I have to calculate the modulus of $z$. I've already tried to find a general formula for $\left(\frac{1+i}{2}\right)^{2^n}$, which seems to be $\frac{1}{2^{2^{n-1}}}, \forall \geq3$, using the trigonometric form and de Moivre's formula.

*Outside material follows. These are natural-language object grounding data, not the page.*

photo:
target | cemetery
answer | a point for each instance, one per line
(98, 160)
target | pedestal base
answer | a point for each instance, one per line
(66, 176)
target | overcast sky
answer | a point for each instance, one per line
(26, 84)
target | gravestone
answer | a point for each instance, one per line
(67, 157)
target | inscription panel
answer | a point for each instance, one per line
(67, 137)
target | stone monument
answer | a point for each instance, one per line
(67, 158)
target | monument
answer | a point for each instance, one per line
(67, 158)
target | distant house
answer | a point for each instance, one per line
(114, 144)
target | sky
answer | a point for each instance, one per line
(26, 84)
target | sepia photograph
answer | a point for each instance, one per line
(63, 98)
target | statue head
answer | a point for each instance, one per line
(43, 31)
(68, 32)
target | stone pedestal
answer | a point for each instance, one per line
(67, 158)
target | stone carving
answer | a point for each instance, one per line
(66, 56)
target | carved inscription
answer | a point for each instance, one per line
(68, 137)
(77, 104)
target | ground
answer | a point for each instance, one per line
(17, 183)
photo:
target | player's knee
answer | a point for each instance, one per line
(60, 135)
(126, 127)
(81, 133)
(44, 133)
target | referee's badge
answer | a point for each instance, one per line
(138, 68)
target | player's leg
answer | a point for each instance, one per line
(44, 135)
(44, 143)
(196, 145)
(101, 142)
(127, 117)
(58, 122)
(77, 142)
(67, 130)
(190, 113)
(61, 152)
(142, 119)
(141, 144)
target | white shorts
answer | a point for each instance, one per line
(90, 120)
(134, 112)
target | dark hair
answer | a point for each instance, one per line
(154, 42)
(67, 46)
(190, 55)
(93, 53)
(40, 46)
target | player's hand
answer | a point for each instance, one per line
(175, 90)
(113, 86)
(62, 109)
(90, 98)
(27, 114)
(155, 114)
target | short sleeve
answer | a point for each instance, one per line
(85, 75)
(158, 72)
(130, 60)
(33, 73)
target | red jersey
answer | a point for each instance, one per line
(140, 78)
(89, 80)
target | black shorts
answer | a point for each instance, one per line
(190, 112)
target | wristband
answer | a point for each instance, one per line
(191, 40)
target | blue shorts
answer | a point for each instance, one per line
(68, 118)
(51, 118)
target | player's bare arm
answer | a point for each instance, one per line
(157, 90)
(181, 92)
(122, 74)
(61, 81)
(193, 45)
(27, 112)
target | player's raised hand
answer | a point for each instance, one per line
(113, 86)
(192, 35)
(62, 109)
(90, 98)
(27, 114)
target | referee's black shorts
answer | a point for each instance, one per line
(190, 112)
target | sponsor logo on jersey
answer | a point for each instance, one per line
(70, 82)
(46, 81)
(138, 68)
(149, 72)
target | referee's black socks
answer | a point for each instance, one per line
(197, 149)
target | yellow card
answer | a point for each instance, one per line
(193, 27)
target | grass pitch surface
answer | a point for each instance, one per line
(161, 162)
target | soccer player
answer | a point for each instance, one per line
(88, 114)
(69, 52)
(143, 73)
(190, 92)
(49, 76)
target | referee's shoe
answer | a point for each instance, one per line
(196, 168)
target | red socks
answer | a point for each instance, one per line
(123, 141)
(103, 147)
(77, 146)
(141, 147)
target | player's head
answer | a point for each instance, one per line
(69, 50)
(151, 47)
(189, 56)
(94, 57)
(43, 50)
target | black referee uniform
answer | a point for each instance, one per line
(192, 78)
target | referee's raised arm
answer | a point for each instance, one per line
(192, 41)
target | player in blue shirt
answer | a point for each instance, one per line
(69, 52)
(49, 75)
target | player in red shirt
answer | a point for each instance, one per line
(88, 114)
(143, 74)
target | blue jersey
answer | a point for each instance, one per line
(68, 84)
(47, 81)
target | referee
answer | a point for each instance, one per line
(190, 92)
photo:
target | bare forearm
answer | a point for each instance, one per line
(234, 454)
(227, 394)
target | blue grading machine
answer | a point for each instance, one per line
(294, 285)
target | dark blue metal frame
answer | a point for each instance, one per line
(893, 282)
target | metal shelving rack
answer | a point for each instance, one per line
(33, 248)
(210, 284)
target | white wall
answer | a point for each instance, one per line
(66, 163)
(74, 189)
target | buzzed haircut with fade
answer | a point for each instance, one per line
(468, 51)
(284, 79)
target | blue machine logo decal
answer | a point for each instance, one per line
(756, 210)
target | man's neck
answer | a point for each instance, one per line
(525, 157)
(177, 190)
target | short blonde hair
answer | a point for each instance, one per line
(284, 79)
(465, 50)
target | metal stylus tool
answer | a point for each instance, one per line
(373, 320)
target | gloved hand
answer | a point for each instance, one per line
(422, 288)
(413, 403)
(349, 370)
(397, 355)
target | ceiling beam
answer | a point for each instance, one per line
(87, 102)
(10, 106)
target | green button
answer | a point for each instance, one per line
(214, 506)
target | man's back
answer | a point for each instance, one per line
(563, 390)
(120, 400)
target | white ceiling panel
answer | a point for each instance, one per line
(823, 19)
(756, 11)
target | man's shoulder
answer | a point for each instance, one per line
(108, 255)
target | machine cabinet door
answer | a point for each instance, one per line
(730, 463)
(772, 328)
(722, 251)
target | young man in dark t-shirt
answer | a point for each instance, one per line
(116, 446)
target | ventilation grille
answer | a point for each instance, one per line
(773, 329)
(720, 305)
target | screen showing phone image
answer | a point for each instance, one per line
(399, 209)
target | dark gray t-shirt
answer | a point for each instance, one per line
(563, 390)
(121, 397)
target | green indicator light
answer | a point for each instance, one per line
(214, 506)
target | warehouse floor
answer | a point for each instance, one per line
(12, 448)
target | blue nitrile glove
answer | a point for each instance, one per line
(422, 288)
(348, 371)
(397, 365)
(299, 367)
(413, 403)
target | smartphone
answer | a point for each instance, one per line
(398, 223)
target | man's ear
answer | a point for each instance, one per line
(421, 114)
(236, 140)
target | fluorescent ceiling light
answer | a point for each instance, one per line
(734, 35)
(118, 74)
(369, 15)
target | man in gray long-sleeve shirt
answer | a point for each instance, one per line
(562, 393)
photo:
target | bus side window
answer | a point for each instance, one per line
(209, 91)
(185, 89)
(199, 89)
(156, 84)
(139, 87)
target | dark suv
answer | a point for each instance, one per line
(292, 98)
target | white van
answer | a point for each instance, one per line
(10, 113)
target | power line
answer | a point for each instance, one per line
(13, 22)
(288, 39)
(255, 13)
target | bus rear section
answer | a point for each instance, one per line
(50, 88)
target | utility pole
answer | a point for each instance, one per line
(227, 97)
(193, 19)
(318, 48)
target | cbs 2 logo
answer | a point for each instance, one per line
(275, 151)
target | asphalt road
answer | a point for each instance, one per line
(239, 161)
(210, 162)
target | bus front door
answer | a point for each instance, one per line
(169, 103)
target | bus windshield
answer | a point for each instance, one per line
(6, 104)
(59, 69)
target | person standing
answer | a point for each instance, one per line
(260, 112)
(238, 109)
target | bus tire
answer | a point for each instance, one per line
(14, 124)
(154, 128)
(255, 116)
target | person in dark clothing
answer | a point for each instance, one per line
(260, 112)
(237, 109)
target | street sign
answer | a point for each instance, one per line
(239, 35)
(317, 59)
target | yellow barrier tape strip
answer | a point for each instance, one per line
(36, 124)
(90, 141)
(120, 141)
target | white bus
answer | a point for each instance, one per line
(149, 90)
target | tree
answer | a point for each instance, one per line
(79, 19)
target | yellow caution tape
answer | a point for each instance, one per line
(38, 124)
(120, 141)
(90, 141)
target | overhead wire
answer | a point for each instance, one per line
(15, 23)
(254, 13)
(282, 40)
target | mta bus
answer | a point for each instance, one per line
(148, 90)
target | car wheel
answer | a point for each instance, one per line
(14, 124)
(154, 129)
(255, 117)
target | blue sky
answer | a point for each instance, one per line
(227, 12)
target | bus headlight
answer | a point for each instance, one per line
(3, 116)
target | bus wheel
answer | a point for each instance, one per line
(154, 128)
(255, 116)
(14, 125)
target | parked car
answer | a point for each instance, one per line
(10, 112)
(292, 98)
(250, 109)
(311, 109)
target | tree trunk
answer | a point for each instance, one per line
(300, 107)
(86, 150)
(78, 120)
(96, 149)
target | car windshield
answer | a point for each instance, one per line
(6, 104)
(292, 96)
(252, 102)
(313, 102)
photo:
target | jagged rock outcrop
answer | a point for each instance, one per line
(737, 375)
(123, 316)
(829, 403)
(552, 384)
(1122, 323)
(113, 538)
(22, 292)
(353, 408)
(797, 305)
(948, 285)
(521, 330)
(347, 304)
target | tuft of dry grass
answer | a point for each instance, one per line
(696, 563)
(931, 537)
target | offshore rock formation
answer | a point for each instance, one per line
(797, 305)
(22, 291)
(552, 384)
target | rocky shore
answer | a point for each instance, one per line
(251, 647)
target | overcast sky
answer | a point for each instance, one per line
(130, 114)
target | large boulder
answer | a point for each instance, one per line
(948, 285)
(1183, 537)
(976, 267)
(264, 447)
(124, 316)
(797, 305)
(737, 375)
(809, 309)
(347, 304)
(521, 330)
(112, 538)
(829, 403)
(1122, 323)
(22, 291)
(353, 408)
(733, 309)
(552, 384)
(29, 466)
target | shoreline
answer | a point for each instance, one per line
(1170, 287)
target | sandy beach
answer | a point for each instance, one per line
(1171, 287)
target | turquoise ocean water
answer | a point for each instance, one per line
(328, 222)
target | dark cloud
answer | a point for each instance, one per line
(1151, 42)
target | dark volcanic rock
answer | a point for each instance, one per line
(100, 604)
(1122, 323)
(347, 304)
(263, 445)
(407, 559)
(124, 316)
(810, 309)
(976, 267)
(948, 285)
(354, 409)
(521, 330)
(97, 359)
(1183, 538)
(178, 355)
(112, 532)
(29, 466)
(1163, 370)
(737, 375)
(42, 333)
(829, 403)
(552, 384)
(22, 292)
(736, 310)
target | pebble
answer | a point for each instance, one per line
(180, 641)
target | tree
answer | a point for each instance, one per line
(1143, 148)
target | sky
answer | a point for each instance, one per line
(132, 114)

$z=\left[1+\frac{1+i}{2}\right] \left[1+\left(\frac{1+i}{2}\right)^2\right] \left[1+\left(\frac{1+i}{2}\right)^4\right] \cdots \left[1+\left(\frac{1+i}{2}\right)^{2^n}\right]$
How should I keep solving this?
Thanks!
Note that
$$z= \frac {[1-(\frac {1+i}{2})]\left[1+\frac{1+i}{2}\right] \left[1+\left(\frac{1+i}{2}\right)^2\right] \left[1+\left(\frac{1+i}{2}\right)^4\right] \cdots \left[1+\left(\frac{1+i}{2}\right)^{2^n}\right] }{[1-(\frac {1+i}{2})]}=$$
$$\frac { \left[1-\left(\frac{1+i}{2}\right)^{2^{n+1}}\right] }{[1-(\frac {1+i}{2})]}$$
We may simplify it with $$(\frac{1+i}{2})^2 = \frac {i}{2}$$